GOAL is an implementation of yet another distributed Big Data analytics system, leveraging Australian National eResearch Collaboration Tools and Resources NeCTAR Cloud Platform. However, it is not limited to NeCTAR. In fact it can easily adapt to any OpenStack based Cloud Platform or AWS with minimal effort.
GOAL Project is done by Team 1 of Cluster and Cloud Computing COMP90024_2017_SM1, The University of Melbourne. The meaning of GOAL discussed at team kick off meeting.
The GOAL application itself comprises of 3 key software components. They are
- Harvester - programs to ingest tweets from Twitter to internal database
- Analytics - programs to study the analysis cases and topics, mainly Natural Language Processing
- Visualization - web application to visualize the the analytic cases
The Figure 1 shows the overview of how GOAL software component interact each other and the data flow. It starts by [1 to many] harvester instances ingesting streaming tweets as well as targeted-topics-search tweets into internal CouchDB. Harvesters also tag tweets if a topic is defined for an analytic case. Harvested tweets are consumed by both analytic programs and web application instances. These are all individual Python programs and modules - leveraging both Python2 and Python3 and, its related software packages and libraries - deploy and run independent of each others in a sense of distributed way.

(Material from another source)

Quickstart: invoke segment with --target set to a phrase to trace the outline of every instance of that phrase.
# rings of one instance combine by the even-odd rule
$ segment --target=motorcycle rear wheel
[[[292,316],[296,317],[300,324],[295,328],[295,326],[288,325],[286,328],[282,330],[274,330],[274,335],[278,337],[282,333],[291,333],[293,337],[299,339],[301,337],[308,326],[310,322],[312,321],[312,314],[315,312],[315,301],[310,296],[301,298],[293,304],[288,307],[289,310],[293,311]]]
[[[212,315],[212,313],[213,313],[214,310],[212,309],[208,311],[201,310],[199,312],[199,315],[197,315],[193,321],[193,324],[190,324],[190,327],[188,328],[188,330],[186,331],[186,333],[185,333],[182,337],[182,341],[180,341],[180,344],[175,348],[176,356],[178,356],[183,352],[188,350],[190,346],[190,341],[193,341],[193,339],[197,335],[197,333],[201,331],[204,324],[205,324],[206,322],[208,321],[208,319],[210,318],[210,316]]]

Another design goal is the GOAL application and its backbone infrastructure are able to deploy up to any N-numbers of instances, i.e. dynamically scale out to cope with scalability requirement for most demanding analytic cases. It has design in mind such that leveraging CouchDB Cluster as well as Spark Cluster to power house the demanding Natural Language Process pipelines and MapReduce jobs. This process of setting up of infrastructure has to be quick, idempotent and automated way. It is targeted towards Cloud Computing and Cloud Platforms. Figure 2 depict the experimental setup on NeCTAR Cloud Platform for 4 medium size VM instances and 4 small size VM instances during GOAL 2017 SM1 Sprint.
GOAL system demo video recorded during GOAL 2017 SM1 Sprint.
https://www.youtube.com/watch?v=WUNTp3diXdw
Trying GOAL requires Cloud Resouces. If you have these resoureces in hand, you can checkout/clone the GOAL code and start with Automaton. Each software package contains README on how to get started. Then you can read Wiki for how to get involved with the project further or need helps.